# Isoelastic demands and constant markup

Why if the monopolists face isoelastic demands, profit maximization(for monopolists) implies that each of them sets a constant markup over the marginal cost?

This is a common situation when you deal with an endogenous R&D growth model. You have a unique homogeneous final good produced competitively. The production of this final good is described by a CES production function or simply a Cobb-Douglas aggregator. This homogenous final good is produced by a unit continuum of intermediates (or a range of intermediates evolving endogenously) produced in monopolistic competition. Then, the demands faced by the monopolists (producing each of them an intermediate) are isoelastic. Why does it imply constant mark up over the MC ?

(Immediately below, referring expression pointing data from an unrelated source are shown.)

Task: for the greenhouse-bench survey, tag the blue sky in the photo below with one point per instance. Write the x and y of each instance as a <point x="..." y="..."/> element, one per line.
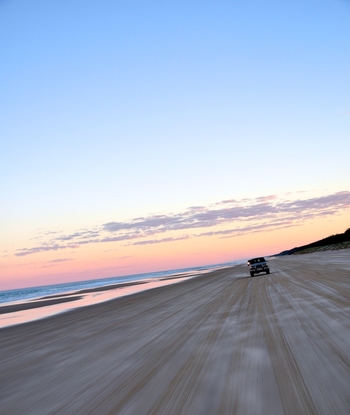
<point x="116" y="110"/>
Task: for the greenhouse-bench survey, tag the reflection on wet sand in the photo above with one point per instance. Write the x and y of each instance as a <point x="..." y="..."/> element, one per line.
<point x="23" y="312"/>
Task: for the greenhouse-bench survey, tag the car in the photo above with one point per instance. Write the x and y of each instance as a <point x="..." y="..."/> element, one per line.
<point x="257" y="265"/>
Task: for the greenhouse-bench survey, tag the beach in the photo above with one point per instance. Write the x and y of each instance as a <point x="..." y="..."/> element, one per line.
<point x="218" y="343"/>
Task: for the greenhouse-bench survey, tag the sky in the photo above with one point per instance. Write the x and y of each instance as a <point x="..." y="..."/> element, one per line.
<point x="139" y="136"/>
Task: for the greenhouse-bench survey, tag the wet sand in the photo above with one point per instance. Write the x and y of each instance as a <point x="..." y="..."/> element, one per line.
<point x="220" y="343"/>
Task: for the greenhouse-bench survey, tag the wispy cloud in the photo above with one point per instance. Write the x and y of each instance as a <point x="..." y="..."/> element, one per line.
<point x="248" y="215"/>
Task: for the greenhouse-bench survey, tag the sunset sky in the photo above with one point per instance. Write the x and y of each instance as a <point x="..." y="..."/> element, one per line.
<point x="140" y="136"/>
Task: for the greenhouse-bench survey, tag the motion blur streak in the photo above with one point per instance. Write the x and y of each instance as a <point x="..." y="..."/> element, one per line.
<point x="221" y="343"/>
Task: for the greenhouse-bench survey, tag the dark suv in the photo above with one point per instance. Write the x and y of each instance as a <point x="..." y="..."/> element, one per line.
<point x="257" y="265"/>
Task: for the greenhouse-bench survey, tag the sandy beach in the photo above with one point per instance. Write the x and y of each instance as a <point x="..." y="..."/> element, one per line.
<point x="219" y="343"/>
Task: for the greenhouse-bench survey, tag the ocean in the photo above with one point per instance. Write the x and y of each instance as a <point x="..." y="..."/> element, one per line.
<point x="22" y="294"/>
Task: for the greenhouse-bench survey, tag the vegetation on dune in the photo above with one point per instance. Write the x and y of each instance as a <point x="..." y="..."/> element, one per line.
<point x="333" y="242"/>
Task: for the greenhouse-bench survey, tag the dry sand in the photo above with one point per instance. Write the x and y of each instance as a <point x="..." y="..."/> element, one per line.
<point x="220" y="343"/>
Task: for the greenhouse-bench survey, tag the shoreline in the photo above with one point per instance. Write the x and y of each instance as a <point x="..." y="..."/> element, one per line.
<point x="25" y="311"/>
<point x="220" y="343"/>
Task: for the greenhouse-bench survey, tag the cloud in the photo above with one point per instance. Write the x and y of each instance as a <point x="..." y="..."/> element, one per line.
<point x="157" y="241"/>
<point x="35" y="250"/>
<point x="248" y="215"/>
<point x="61" y="260"/>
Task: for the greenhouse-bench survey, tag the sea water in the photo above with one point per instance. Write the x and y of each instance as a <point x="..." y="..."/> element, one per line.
<point x="30" y="293"/>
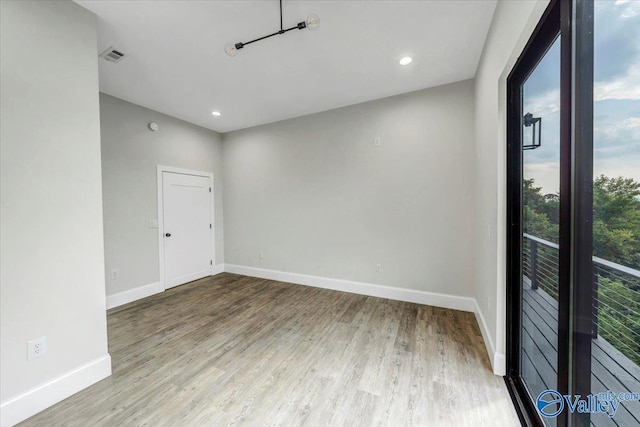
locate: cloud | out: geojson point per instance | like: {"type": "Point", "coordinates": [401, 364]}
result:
{"type": "Point", "coordinates": [626, 87]}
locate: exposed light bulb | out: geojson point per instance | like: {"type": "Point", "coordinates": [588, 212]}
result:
{"type": "Point", "coordinates": [313, 22]}
{"type": "Point", "coordinates": [230, 49]}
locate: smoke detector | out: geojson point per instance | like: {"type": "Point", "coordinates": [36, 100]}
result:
{"type": "Point", "coordinates": [112, 55]}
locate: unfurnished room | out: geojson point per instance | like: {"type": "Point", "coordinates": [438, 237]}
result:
{"type": "Point", "coordinates": [320, 213]}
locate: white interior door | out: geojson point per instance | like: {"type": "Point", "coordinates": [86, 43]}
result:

• Please provide some more details Aug 31, 2022 at 8:16

Let's go for steps:

Profit function : $$\Pi(Q) = P(Q)Q -C(Q)$$

Where $$\Pi(Q)$$ are profits and $$P(Q)$$ is the inverse demand function, i.e., the price at which $$Q$$ can be sold given the existing demand, and $$C(Q)$$ is the cost function.

Then, profit max implies: $$\Pi'(Q) = P(Q) + \frac{dP}{dQ}Q - C'(Q)=0$$

Note that $$P(Q) + \frac{dP}{dQ}Q$$ is marginal revenue(MR), and

$$C'(Q)=0$$ is marginal cost.

Profit maximization implies MR=MC

Then, MR can also be written as $$P(1+\frac{dP}{dQ} \frac{Q}{P}$$)

but the second term in parenthesis is just the reciprocal of the price elasticity of demand ( call it $$\epsilon_p$$). You can rewrite MR as:

$$P(1+ \frac{1}{\epsilon_p})=P(\frac{1+\epsilon_p}{\epsilon_p})$$

Then, equating MR to MC and solving for P:

$$P=(\frac{\epsilon_p}{1+\epsilon_p})MC$$

Then, letting $$\eta$$ be the reciprocal of the price elasticity of demand:

$$P=(\frac{1}{1+\eta})MC$$

Thus a firm with market power chooses the output quantity at which the corresponding price satisfies this rule (markup rule).

Now, if a monopolist faces isoelastic demand, this means that the price elasticity of demand is constant and also $$\eta$$ is constant (because it is the reciprocal of the price elasticity of demand). Indeed, the term in parenthesis,$$\frac{1}{1+\eta}$$, is simply the markup (and it is constant over the MC).